Introducing CLiDE Pro

CINF 54

Aniko Valko, aniko.valko@keymodule.co.uk, Keymodule Ltd, Leeds, United Kingdom, A Peter Johnson, a.p.johnson@chemistry.leeds.ac.uk, School of Chemistry, University of Leeds, Leeds, LS2 9JT, United Kingdom, and Aniko Simon, SimBioSys Inc, 135 Queen's Plate Dr, Unit 520, Toronto, ON M9W 6V1, Canada.
CLiDE Pro is the latest incarnation of software to emerge from the long-term CLiDE (Chemical Literature Data Extraction) project. Chemical OCR involves three main problems: (a) identification of chemical images within a document, (b) compilation of chemical graphs of individual molecules from chemical images, and (c) interpretation of complex objects such as generic molecules and reaction schemes using the retrieved chemical graphs.

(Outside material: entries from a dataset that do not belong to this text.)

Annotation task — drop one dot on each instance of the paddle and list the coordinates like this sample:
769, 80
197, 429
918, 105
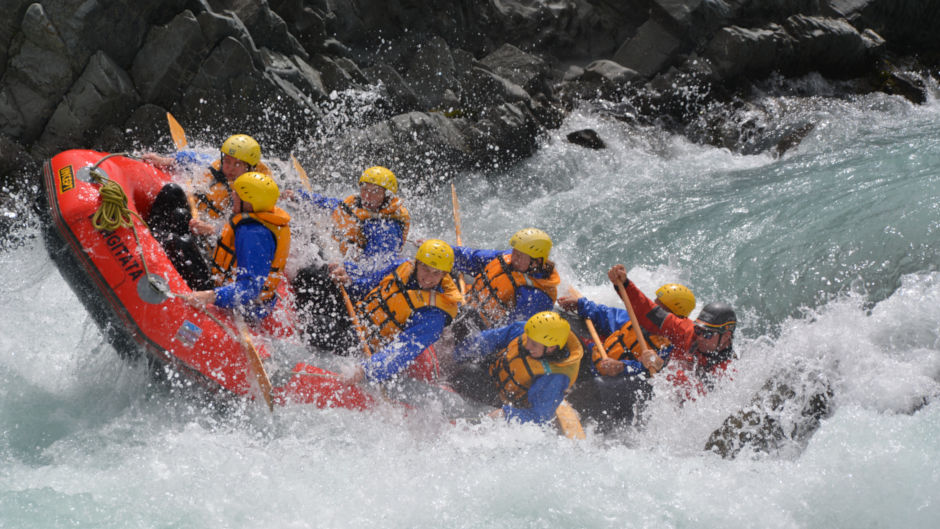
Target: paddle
176, 132
179, 139
453, 196
568, 421
255, 366
650, 360
598, 344
301, 173
360, 330
251, 354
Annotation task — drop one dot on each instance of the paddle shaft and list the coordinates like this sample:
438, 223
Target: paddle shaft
647, 357
453, 197
598, 344
360, 330
300, 172
179, 139
254, 363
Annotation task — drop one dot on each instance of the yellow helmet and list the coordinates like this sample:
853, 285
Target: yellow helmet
548, 328
532, 241
677, 298
257, 189
381, 177
437, 254
244, 148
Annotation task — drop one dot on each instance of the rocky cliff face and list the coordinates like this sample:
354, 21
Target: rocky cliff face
429, 86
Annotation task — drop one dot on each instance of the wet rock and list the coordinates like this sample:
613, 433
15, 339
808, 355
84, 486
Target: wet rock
586, 138
529, 72
103, 94
169, 59
146, 129
431, 72
483, 88
9, 26
651, 50
267, 28
780, 419
400, 96
38, 74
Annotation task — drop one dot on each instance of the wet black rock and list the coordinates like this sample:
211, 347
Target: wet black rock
586, 138
489, 77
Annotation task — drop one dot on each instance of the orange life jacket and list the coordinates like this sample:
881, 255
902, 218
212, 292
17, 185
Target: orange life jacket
350, 216
217, 201
515, 371
623, 344
223, 259
493, 294
389, 305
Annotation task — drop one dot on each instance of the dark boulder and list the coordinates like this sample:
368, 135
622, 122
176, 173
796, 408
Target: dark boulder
529, 72
39, 72
169, 59
586, 138
101, 97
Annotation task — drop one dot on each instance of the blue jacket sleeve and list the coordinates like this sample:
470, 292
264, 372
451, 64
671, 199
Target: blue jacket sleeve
254, 251
470, 261
529, 302
488, 341
383, 237
545, 395
320, 201
606, 319
423, 329
365, 278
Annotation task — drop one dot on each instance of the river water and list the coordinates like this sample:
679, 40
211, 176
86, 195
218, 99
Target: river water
828, 254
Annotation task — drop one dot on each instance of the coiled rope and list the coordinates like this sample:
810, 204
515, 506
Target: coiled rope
114, 213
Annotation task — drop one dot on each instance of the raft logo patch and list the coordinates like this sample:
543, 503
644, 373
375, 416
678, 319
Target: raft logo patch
120, 252
66, 179
188, 333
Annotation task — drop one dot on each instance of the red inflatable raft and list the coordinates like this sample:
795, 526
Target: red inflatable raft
127, 284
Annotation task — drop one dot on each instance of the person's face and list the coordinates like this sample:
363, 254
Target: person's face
240, 206
709, 341
428, 277
232, 167
521, 262
537, 350
372, 195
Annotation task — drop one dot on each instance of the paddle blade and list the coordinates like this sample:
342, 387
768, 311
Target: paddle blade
301, 173
312, 385
176, 132
568, 421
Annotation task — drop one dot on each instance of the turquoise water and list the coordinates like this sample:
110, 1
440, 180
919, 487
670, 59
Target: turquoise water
828, 253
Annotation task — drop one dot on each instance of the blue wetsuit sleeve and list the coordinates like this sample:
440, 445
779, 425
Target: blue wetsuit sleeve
320, 201
606, 319
529, 302
488, 341
383, 237
364, 279
423, 329
471, 261
544, 396
254, 251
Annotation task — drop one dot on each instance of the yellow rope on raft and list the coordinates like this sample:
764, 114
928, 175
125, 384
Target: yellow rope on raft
113, 212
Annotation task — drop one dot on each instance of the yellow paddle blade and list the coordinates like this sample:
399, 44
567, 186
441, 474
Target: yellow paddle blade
300, 172
255, 367
568, 421
176, 131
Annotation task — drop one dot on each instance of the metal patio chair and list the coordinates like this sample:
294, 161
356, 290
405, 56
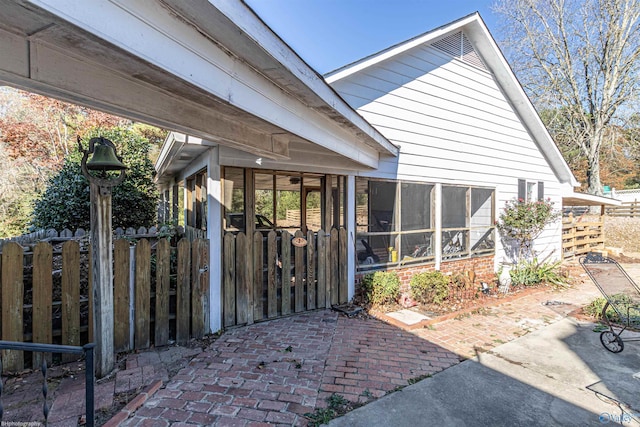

The structure recognition methods implemented in CLiDE Pro will be presented. Structure features which frequently cause problems such as crossing bonds, lines found in various chemical entities such as single bonds attached to triple bonds, dashed bonds and parts of atom labels commonly misclassified as lines (e.g. I and Cl) will be discussed together with our solutions to these problems. A key component of the presentation will be CLiDE Pro's approach to the interpretation of generic structures.